Rows as a standalone product is **no longer operational**. The Rows product fully wound down on May 31, 2026, with the team moving into Superhuman’s connected AI productivity ecosystem to strengthen Coda, Superhuman’s all-in-one collaboration product. Founded by Humberto Ayres Pereira and Torben Schulz, Rows built a product connecting directly to business tools; over nine years, more than 2.2 million people used its solution, executing over 17 billion spreadsheet functions and importing data from business tools over 8.3 billion times. The acquisition allowed Superhuman to enhance its productivity offerings, specifically strengthening its Coda product by integrating Rows’ collaborative workspace and advanced data analysis capabilities. For users, all spreadsheets, data connections, scheduled automations, and published dashboards built on Rows stopped working on May 31, with no stated plan to preserve or export data automatically. —

  • Rows: A well-executed niche challenger, acquired before escaping the gravitational pull of incumbents.**
  • Rows spent nearly a decade building what is arguably the most thoughtfully designed next-generation spreadsheet to reach meaningful scale outside the US. It was technically credible — a real computation engine with live integrations, AI functionality, and a strong design sensibility — and it attracted real enterprise clients including AWS and HP. The founders, Pereira and Schulz, were technically and commercially sound, drawing on deep spreadsheet expertise dating to the Excel power-user days.

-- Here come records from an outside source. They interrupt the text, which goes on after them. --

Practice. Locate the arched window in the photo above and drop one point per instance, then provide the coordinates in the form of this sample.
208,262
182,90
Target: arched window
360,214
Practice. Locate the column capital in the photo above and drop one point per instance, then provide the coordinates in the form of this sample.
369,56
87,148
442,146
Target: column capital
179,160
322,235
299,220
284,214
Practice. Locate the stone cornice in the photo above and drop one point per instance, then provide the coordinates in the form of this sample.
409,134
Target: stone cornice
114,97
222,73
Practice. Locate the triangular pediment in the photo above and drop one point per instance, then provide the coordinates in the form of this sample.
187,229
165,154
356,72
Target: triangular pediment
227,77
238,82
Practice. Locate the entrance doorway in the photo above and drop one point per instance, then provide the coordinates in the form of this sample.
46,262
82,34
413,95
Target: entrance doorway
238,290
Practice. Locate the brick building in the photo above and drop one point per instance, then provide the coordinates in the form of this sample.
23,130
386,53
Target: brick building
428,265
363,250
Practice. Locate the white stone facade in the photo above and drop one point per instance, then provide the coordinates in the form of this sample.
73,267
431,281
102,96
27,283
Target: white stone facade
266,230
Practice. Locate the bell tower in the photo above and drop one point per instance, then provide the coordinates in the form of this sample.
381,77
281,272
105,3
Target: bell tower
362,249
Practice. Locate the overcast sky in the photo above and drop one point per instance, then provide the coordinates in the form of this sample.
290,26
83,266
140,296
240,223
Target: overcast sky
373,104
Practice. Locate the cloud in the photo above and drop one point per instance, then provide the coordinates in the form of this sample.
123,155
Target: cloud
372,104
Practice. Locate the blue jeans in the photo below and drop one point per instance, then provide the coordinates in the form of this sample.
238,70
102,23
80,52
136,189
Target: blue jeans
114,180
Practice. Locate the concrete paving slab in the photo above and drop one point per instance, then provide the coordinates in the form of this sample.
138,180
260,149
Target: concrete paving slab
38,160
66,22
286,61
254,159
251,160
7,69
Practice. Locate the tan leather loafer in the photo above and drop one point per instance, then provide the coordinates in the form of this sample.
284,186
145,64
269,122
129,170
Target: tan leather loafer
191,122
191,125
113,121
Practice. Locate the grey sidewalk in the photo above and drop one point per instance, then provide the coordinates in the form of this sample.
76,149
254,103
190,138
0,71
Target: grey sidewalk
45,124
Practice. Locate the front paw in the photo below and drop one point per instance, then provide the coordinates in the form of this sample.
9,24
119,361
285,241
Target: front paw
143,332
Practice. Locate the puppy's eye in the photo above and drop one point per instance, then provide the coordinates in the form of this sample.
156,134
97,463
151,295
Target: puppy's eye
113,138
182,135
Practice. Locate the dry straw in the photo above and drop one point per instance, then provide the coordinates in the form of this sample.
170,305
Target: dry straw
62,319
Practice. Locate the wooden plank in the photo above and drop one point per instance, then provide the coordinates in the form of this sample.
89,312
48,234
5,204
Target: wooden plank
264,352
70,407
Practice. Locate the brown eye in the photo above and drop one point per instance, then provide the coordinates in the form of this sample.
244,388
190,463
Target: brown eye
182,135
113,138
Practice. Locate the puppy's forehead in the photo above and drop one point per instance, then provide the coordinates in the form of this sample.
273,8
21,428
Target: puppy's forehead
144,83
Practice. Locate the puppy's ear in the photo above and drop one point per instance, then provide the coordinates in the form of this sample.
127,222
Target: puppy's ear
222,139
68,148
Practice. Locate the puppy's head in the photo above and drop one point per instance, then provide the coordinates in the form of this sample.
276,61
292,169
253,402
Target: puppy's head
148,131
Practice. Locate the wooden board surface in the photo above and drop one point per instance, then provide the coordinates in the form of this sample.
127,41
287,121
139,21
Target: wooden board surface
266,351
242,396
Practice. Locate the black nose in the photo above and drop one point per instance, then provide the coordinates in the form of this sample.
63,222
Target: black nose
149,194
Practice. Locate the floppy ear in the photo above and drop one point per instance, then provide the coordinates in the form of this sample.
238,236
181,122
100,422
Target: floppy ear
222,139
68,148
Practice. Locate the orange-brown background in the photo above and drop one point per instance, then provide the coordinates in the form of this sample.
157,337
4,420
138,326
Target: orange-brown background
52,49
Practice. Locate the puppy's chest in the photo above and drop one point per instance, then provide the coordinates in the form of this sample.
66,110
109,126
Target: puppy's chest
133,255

  • However, the business never broke through to the revenue transparency that would signal category leadership. It never disclosed headline ARR metrics, and its $80M valuation at the last round reflects a company that reached respectable scale without proving a clear path to dominance against Microsoft and Google. Growth to 1 million users took eight years — respectable, but not the hockey-stick that commands an independent future.
  • The acquisition by Superhuman enables integration of Rows’ technology — spreadsheets connected to business tools, embedded AI analyst — directly into the Coda collaborative workspace. For the founders and investors, the exit represents a logical outcome: a talent-and-technology acquisition by a well-resourced platform rather than a standalone IPO path.
  • The deal reflects a wider shift — productivity platforms want to become operating systems for work, with email, documents, and data interacting in real time rather than existing as standalone tools.
  • One-line verdict:** Rows was a technically strong, commercially disciplined challenger that built genuine traction but ultimately served as acquisition fuel for a larger platform play — a respectable outcome for European deep-tech, but not the category-defining exit its ambition initially implied.